I have this page which let the user to decide yes or no. So I'm using Jquery Ajax so the user won't have to refresh his page. I have provided the button so the user may chose 'Yes' and immediately the button change to 'No'.
I represent '0' and '1' in mysql to indicate 'No' and 'Yes'. So when the user click the button, mysql will update the record '1' or '0'.
I managed to update the mysql by first click, but when come to second click, mysql won't take the order.

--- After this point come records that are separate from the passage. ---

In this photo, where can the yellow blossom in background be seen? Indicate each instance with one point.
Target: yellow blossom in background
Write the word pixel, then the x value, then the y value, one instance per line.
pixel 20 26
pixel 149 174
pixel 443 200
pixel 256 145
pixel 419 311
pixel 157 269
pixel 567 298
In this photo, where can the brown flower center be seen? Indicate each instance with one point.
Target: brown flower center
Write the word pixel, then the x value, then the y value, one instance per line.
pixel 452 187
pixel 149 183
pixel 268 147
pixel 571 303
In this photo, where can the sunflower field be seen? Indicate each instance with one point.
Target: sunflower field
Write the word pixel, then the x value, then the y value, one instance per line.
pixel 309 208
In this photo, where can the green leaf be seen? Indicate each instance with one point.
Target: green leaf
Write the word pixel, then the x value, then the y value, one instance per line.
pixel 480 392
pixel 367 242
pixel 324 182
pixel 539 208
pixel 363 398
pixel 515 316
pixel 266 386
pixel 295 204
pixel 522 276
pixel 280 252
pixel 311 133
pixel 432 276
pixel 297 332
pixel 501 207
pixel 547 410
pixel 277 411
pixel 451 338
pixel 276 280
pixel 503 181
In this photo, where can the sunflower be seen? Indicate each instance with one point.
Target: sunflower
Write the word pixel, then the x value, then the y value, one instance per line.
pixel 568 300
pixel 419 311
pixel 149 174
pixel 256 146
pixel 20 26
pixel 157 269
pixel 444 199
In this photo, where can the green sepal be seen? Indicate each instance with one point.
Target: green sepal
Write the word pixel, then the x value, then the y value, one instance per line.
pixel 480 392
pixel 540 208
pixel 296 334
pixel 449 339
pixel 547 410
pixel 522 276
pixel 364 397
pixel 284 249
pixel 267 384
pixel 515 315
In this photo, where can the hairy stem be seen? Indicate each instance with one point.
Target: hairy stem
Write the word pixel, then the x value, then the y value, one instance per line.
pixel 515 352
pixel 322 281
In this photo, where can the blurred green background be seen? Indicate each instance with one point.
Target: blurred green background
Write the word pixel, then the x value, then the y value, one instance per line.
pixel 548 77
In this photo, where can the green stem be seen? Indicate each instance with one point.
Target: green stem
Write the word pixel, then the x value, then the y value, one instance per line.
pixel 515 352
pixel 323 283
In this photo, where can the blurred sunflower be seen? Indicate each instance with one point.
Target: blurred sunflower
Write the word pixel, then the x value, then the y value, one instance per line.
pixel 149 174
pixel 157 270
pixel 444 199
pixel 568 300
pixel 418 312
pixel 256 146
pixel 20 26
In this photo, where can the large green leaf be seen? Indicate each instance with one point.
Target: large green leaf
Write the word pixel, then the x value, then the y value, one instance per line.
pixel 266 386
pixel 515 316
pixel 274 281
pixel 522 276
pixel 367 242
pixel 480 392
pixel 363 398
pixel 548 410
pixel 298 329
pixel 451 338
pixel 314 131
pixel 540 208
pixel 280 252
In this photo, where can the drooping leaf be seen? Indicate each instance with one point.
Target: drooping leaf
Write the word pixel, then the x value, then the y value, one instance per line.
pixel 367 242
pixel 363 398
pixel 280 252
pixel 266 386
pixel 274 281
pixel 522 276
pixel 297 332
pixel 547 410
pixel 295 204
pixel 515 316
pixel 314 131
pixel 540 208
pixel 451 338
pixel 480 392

Here's my Jquery Ajax code:
<script type="text/javascript">
$("document").ready(function()
{
$(".roundbox_blue").click(function()
{
$(this).toggleClass("roundbox_orange roundbox_blue");
var element = $(this);
var noteid = element.attr("value");
var info = "report="+noteid;
$.ajax({
type: "POST",
url: "mcr_external_gen.php",
data: info,
success: function(msg){
}
});
});
$(".roundbox_orange").click(function()
{
$(this).toggleClass("roundbox_blue roundbox_orange");
var element = $(this);
var noteid = element.attr("value");
var info = "not_report="+noteid;
$.ajax({
type: "POST",
url: "mcr_external_gen.php",
data: info,
success: function(msg){
}
});
});
});
</script>
Then I have this code for the user to click:
<div class="show">
<button class="roundbox_blue" value="1"> Click </button>
<button class="roundbox_blue" value="2"> Click </button>
</div>
The PHP code that will parse the AJAX query is like this:
if(isset($_POST['report']))
{
$line_id = $_POST['report'];
$Portal->LoginDB('test');
mysql_query('UPDATE `ajax` SET `report` = "1" WHERE `id`="'.$line_id.'"');
}
if(isset($_POST['not_report']))
{
$line_id = $_POST['not_report'];
$Portal->LoginDB('test');
mysql_query('UPDATE `ajax` SET `report` = "0" WHERE `id`="'.$line_id.'"');
}
The problem I'm facing is, once the user click the button, mysql did update the record however, when the user click the button second time (meaning to cancel) mysql did not update the record accordingly.
I appreciate if you guys can help me out here..
You are only hooking the blue box on doc load.
change class of second button,
<div class="show">
<button class="roundbox_blue" value="1"> Click </button>
<button class="roundbox_orange" value="2"> Click </button>
</div>